Take the United Kingdom, with which India has had an
enduring but historically over-burdened relationship. Why is it that Indian
visitors to London—and their numbers keep multiplying each year—still prefer a
visit to Buckingham Palace to a wander down Brick Lane? Why does the England of
Agatha Christie, P.G. Wodehouse and Downton Abbey continue to fascinate
English-speaking Indians? That England is old, class-ridden, exclusionary and
on the retreat. But has the notion of Cool Britannia that the post-Thatcher
generation has promoted so assiduously made the prospect of the ‘enhanced
partnership’ more appealing? Or, are the two countries not assessing bilateral
relationships through the prism of self-interest?
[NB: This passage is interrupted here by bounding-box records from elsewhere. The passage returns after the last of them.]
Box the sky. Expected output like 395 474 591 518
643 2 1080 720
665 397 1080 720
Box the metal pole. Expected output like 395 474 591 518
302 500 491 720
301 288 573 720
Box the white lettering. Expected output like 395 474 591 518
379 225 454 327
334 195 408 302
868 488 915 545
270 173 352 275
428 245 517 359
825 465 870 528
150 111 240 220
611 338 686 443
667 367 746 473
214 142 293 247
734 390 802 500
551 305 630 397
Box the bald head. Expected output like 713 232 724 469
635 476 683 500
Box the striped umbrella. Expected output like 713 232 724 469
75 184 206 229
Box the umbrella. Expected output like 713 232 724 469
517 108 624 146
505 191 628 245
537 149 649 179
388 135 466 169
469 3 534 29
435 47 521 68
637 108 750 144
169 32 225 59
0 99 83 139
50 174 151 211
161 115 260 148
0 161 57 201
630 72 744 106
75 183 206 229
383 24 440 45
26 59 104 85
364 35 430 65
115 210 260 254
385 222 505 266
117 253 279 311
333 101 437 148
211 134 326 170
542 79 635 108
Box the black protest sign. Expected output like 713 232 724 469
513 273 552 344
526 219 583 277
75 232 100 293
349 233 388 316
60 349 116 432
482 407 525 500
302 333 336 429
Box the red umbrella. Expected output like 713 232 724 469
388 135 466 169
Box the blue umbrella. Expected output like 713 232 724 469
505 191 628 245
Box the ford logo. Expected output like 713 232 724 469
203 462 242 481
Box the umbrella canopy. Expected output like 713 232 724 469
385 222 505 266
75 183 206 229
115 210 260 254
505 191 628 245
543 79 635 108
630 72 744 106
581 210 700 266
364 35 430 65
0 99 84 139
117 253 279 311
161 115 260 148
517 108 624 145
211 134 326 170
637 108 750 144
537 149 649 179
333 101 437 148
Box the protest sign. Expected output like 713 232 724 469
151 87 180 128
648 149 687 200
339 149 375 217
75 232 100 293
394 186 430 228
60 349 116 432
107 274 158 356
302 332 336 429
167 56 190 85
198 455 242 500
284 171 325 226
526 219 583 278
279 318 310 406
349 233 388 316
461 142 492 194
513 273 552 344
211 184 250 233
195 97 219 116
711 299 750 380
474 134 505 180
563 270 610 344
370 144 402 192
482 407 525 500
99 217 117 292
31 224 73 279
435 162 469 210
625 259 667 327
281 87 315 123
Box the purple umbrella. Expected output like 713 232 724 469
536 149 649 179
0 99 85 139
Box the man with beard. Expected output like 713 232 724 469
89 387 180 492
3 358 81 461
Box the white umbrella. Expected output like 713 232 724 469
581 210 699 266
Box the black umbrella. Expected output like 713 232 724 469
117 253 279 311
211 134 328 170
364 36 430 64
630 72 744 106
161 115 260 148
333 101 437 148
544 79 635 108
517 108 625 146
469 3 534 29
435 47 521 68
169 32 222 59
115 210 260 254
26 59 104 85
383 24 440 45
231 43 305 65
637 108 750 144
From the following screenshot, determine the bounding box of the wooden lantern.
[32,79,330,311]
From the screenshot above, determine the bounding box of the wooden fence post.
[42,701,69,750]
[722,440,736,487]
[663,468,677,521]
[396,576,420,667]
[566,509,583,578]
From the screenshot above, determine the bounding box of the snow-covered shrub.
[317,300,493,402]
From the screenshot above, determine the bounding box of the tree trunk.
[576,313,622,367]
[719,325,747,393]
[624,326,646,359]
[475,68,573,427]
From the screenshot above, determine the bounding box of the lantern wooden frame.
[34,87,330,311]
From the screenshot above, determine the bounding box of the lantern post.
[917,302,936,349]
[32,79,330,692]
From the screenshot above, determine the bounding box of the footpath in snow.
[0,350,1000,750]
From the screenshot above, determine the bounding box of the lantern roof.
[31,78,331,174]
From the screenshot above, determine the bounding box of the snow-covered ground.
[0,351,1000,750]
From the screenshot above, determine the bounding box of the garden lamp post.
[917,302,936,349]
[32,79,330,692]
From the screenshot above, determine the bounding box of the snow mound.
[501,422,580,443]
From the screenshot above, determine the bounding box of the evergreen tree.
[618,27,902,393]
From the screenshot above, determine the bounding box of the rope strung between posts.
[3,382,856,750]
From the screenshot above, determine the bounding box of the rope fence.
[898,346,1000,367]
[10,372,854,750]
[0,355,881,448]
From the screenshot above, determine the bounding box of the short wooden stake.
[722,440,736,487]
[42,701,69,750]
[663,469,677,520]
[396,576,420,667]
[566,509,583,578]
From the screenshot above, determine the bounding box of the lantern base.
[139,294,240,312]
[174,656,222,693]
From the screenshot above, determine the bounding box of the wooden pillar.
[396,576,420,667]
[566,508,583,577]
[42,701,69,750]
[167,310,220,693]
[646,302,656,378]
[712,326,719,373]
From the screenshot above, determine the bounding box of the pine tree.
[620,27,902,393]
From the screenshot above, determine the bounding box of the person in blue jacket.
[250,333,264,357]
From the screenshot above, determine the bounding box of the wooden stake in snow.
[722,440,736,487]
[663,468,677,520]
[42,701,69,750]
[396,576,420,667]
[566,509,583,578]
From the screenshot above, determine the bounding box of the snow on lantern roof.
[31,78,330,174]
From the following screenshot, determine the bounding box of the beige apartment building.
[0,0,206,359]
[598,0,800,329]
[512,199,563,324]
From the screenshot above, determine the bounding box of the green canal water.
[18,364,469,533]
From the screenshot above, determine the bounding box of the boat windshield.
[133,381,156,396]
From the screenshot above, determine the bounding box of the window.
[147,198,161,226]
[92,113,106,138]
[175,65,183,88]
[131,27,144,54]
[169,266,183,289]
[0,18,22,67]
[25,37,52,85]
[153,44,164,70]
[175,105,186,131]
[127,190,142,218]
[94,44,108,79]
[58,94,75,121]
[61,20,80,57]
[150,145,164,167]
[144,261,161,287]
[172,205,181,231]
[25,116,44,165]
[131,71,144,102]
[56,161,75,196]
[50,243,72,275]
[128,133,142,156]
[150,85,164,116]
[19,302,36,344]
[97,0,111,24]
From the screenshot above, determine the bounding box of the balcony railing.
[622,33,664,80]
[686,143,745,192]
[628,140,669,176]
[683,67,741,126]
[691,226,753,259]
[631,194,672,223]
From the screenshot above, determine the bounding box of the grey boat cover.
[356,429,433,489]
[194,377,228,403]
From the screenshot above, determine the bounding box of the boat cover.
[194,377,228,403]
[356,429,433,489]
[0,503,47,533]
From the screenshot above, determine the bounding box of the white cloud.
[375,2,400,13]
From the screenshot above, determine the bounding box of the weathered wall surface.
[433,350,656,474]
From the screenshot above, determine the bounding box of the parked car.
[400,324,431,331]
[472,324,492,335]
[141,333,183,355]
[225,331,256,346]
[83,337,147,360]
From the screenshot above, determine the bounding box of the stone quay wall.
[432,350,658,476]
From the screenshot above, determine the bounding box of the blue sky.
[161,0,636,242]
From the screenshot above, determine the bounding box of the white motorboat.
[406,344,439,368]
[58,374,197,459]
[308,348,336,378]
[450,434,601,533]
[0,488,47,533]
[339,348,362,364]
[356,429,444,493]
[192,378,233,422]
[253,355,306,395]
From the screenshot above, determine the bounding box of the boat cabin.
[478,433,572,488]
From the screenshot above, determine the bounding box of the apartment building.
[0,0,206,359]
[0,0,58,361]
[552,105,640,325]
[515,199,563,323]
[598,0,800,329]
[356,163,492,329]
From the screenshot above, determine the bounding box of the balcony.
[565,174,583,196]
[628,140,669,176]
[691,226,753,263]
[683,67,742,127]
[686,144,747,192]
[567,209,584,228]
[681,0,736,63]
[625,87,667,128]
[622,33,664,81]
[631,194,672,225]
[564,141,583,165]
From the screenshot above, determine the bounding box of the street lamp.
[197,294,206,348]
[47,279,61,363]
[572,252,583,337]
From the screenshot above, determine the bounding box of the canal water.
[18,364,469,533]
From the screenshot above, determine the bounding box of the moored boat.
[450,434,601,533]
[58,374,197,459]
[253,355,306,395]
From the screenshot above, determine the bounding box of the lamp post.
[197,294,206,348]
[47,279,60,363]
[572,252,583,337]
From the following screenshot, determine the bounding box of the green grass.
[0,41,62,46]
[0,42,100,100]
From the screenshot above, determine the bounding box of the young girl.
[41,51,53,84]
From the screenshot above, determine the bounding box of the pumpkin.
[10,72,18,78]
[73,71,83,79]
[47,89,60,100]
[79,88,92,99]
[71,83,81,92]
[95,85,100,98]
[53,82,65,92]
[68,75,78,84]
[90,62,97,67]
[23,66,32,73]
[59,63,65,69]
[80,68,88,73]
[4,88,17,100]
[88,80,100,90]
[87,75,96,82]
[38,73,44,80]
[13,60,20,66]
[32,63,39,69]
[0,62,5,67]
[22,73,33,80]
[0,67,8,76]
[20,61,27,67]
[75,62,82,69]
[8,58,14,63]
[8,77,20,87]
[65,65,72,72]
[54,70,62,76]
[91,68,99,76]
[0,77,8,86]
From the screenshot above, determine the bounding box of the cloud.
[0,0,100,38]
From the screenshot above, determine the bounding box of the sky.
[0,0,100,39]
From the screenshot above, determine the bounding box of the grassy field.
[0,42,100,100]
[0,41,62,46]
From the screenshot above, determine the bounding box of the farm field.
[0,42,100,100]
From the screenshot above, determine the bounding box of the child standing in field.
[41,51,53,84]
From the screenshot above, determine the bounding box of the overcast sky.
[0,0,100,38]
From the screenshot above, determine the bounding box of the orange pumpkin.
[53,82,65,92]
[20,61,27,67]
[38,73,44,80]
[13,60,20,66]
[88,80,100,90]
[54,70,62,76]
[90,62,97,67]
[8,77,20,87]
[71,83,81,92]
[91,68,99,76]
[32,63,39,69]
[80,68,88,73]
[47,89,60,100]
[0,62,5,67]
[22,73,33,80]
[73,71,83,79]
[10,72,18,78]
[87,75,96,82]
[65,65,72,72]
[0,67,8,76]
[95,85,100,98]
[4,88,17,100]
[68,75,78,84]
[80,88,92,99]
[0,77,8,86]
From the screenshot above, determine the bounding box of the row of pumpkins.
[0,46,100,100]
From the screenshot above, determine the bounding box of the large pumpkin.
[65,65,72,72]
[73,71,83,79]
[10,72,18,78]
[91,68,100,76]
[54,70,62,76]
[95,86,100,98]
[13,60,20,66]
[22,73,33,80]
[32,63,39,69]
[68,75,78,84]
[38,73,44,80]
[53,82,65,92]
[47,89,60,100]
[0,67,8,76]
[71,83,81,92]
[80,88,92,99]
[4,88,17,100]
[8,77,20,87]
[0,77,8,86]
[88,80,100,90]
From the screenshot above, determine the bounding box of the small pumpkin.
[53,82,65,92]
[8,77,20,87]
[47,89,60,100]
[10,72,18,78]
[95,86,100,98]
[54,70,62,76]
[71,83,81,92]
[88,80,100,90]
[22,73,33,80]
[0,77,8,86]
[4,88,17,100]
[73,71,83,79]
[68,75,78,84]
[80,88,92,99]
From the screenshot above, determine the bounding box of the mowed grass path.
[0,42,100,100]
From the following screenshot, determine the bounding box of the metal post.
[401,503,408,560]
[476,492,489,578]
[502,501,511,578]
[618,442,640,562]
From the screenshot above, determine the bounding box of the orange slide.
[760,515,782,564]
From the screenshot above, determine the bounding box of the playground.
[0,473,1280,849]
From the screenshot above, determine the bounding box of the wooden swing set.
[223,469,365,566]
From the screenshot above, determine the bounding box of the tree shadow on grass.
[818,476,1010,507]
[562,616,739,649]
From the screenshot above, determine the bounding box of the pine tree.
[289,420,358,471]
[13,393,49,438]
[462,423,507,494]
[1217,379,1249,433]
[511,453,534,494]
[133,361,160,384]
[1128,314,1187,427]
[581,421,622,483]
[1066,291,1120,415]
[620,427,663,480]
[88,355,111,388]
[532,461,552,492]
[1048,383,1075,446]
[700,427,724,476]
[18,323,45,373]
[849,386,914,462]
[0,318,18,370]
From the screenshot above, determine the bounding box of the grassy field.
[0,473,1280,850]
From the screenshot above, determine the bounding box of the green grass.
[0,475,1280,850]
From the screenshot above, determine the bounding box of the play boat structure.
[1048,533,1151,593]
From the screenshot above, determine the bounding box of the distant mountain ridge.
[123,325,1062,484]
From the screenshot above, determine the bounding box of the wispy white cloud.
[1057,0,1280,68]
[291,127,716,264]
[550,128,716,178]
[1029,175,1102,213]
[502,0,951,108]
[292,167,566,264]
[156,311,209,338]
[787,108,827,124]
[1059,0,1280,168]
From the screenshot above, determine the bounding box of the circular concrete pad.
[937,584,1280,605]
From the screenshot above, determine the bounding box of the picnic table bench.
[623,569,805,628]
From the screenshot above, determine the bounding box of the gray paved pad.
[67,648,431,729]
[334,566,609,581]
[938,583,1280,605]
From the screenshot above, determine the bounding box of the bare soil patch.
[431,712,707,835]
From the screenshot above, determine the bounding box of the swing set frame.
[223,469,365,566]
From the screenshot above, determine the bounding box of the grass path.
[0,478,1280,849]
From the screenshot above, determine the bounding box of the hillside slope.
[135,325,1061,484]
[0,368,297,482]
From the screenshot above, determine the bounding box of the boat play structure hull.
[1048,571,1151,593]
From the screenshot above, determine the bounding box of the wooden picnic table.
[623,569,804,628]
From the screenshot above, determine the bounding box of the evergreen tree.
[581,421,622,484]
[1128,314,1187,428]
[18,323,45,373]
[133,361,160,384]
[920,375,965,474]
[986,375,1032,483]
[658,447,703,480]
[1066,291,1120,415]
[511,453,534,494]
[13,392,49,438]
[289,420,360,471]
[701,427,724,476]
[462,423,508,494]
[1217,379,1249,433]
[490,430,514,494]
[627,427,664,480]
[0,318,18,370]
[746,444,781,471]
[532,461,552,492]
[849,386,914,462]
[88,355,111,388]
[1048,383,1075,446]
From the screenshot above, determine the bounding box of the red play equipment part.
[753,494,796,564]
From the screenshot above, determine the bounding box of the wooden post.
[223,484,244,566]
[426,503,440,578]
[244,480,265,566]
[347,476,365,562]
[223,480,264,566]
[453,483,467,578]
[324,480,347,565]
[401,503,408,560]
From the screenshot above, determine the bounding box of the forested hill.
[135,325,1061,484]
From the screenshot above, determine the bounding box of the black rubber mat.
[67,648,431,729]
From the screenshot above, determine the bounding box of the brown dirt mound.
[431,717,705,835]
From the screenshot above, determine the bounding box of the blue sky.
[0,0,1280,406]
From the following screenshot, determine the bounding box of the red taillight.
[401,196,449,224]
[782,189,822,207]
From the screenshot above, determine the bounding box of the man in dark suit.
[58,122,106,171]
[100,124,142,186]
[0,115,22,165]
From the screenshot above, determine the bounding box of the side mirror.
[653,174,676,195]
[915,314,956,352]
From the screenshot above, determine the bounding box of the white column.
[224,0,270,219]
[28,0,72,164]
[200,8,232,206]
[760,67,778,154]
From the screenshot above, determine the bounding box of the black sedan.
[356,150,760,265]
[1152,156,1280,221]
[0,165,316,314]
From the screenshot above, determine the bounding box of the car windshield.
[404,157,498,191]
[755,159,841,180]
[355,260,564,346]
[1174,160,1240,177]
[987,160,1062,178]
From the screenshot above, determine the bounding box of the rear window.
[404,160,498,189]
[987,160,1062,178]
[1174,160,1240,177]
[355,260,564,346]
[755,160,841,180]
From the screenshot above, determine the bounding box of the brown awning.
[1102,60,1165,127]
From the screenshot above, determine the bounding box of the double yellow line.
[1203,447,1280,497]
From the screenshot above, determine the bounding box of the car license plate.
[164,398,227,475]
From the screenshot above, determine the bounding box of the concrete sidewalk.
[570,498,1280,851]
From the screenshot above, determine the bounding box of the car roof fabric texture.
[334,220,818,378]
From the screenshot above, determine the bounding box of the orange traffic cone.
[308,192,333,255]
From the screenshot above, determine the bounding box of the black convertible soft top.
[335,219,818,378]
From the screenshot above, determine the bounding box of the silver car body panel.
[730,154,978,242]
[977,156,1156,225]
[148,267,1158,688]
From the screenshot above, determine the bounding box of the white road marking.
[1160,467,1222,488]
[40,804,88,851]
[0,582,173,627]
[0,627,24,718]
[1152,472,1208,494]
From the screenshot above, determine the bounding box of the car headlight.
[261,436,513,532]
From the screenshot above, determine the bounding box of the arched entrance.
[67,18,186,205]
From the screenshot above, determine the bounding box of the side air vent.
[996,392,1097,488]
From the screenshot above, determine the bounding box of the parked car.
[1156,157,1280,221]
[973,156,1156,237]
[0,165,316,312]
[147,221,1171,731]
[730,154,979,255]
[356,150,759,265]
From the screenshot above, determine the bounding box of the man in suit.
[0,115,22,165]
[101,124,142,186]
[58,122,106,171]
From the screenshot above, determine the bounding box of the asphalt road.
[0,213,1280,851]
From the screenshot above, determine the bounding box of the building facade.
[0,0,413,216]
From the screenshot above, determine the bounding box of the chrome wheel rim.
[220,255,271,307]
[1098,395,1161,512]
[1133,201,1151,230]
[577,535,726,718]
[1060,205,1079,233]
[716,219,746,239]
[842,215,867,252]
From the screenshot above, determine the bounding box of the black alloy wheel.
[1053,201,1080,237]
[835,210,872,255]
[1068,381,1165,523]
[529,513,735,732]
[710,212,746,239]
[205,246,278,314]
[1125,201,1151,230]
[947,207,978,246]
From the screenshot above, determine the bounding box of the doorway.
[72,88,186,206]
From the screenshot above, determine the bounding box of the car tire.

Even a casual visitor to Melbourne and Sydney will
realise that the stereotype of white Australia does not hold any longer. However,
does the prevailing multiculturalism of Australia by itself enhance its
attractiveness to India? The answer is mixed. Rigid social attitudes,
especially those accompanied by a wariness of the foreigner, are a deterrent to
good relations, both business and diplomatic. However, a diverse society by
itself is of no incremental benefit. India is an open society which is socially
conservative and, often, closed. But this has little bearing on its worth as a
strategic or commercial partner.
There are many compelling reasons why Australia and
India need to discover each other purposefully. Cricket and the English
language are worthwhile foundations for the mutual exploration process to
proceed. But in the long run, there are larger questions. Does India seek a
worthwhile role in the Indian Ocean and is it willing to invest in it? How does
Australia balance its business relationship with China with the yearning for a
strategic relationship with India? How much is Indian business willing to
invest in the natural resources of Australia? Can India provide a market for
Australia’s farm and dairy sector? These are issues on which the future of
Australia-India relations will hinge.